Ruinar Hrafnakveðja wrote:But despite the vagueness of its historical roots, I would argue that something effective and easily made with period ingredients and technologies should not be discounted in the world of ME Reenactment... The use of vinegar instead of alcohol in the 19th Century sources probably has more to do with the time period it was written in. During the Victorian Era the temperance movement gained great sway and its followers began to alter many traditional recipes.

It's an interesting notion to connect this with the temperance movement, but so far as I'm aware, all these recipes and names purport to indicate the original composition, not a contemporary one - and this was of vinegar (i.e. vinaigre des quatre voleurs).

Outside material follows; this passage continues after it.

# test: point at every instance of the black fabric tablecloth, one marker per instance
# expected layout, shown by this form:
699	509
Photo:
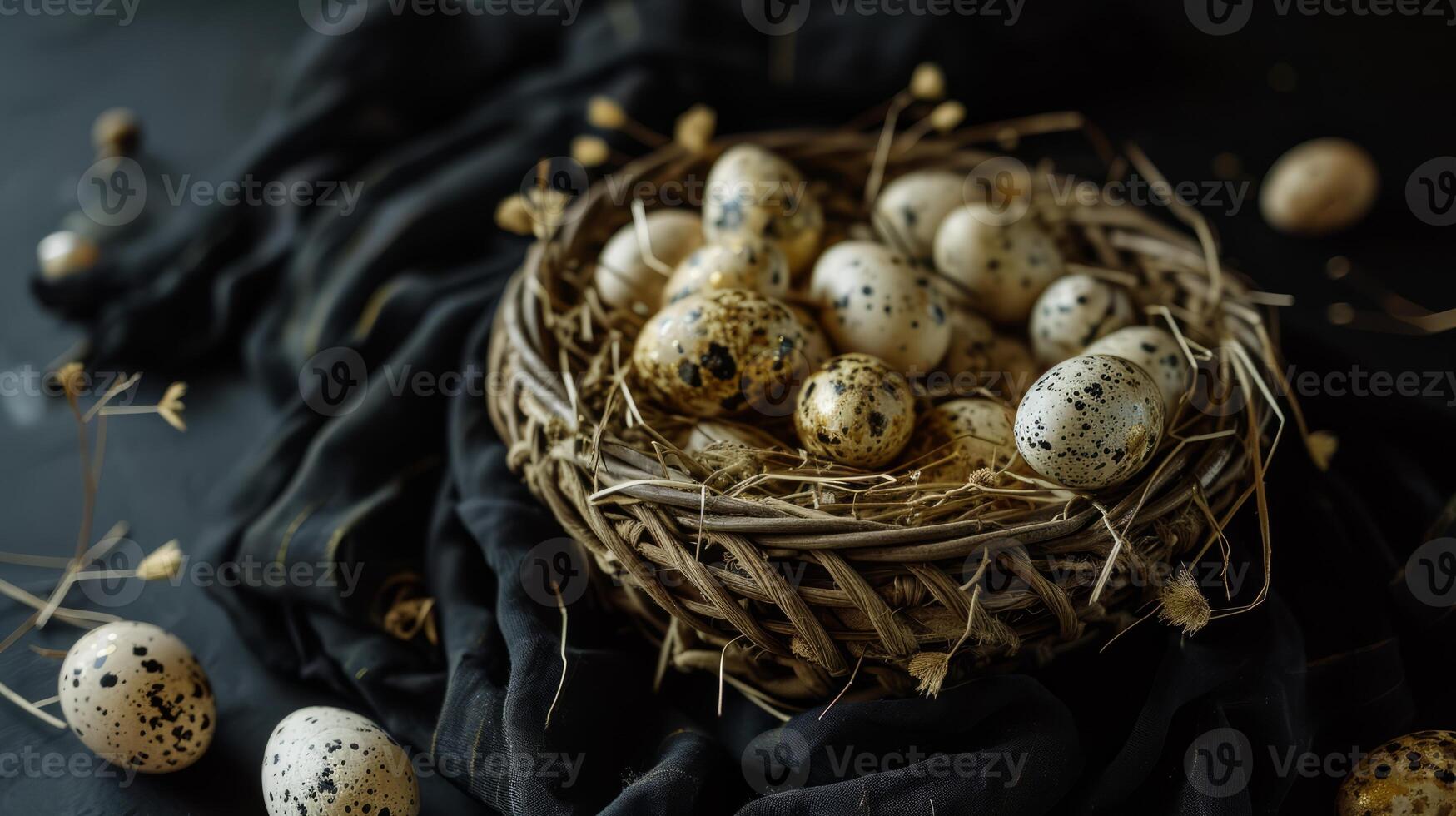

From the Medieval/Renaissance perspective I think this also perfectly fitting given the Biblical connotations with healing/life of wine and vinegar. The vinegar-wine (posca) offered to Christ on the Cross (described by Mark as being mixed myrrh), was done not in mockery but out of compassion, it being a common drink of the lower classes. Thieves, then, might also only be expected to be able to afford sour wine or vinegar rather than distilled spirits, and might even embrace them for such associations given who Christ shared the cross with.

That is conjecture on my part, but this is very much in keeping with the mindset of the era. In Middle-earth however, given our knowledge of the existence of fortifying cordials by various races, I absolutely agree that alcohol does seem more appropriate.